Cheika, who has known Jones since playing in the same side at Sydney club Randwick, told the press: “The only people who think we don’t have a good relationship are you chaps.
“We’re mates from playing footy together, we’re friends, we’ve got a lot of respect for each other from football days, his daughter works for us (Chelsea Jones is the Wallabies’ team logistics manager), she’s here with us on tour.
“Sometimes your friends, you’ve got to become enemies, and we will be on Saturday, but there’s no beef (argument) between us.
“If anything when he does well, as long as it’s not against us, I’m very happy for him.”

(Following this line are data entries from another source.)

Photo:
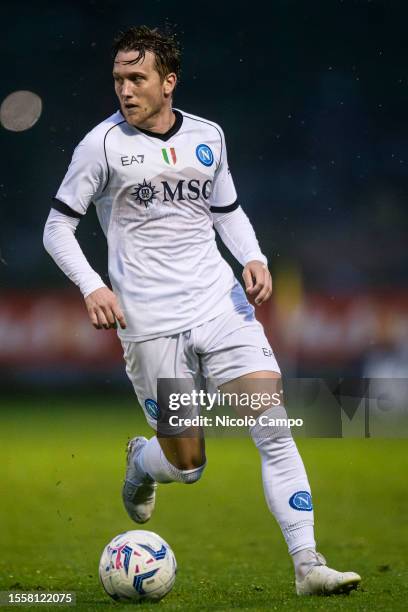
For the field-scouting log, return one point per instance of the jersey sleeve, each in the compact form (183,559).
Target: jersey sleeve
(223,196)
(86,177)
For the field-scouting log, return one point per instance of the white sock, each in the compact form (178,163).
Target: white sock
(153,462)
(285,482)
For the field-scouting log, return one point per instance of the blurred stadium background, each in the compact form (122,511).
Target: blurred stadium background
(312,98)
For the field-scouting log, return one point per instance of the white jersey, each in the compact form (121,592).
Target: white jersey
(154,196)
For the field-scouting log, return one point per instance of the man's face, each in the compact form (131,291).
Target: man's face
(141,92)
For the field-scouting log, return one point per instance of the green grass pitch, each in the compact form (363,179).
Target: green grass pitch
(61,468)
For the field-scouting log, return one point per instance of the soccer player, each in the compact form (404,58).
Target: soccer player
(160,182)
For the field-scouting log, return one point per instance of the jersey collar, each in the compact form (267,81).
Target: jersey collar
(167,135)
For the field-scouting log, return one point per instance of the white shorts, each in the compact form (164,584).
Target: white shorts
(222,349)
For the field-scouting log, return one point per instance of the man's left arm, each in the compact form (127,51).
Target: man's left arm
(237,233)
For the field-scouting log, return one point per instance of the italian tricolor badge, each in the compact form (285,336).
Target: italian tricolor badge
(166,156)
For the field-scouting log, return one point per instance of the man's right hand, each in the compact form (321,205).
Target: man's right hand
(104,310)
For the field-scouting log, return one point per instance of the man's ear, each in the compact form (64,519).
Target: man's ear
(169,83)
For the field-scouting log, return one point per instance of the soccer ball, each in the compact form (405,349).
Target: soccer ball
(137,565)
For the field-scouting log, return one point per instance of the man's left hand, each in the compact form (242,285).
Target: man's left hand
(258,281)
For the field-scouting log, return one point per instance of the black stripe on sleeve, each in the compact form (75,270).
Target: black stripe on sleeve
(229,208)
(65,209)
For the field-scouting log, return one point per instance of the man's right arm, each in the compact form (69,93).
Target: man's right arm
(61,243)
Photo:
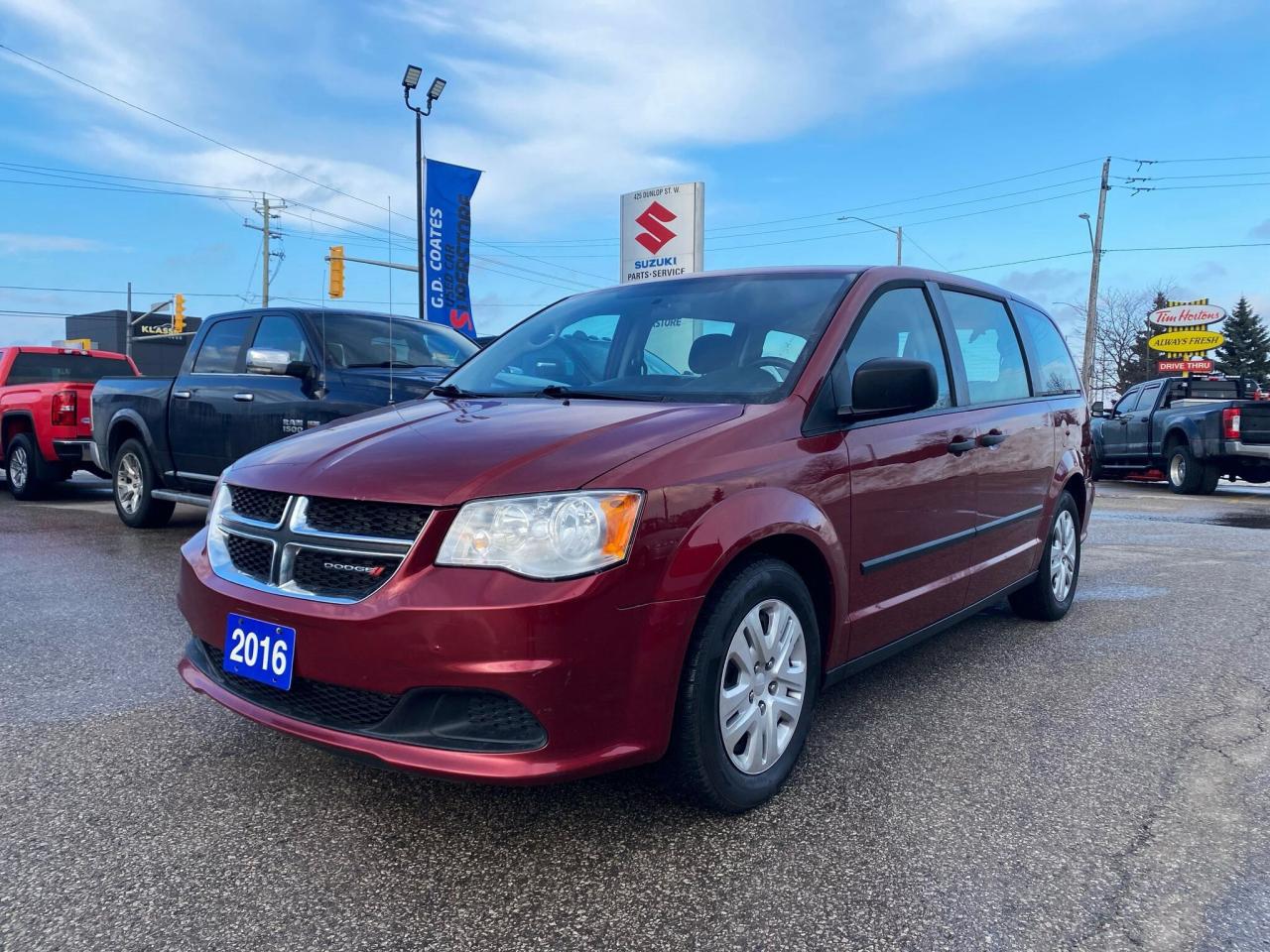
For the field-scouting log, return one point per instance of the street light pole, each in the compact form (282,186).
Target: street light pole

Jones was Australia’s coach when they lost the 2003 World Cup final to England courtesy of Jonny Wilkinson’s extra-time drop goal in Sydney.
“What I will say about 03, Australia came from nowhere and Eddie should be proud of the job he did,” insisted Cheika, in charge when the Wallabies were beaten by the All Blacks in the 2015 final.
“He got us within a couple of seconds of winning the World Cup and it wasn’t expected at all.
“We’ve just got to make sure he doesn’t do the same with the other mob (England).”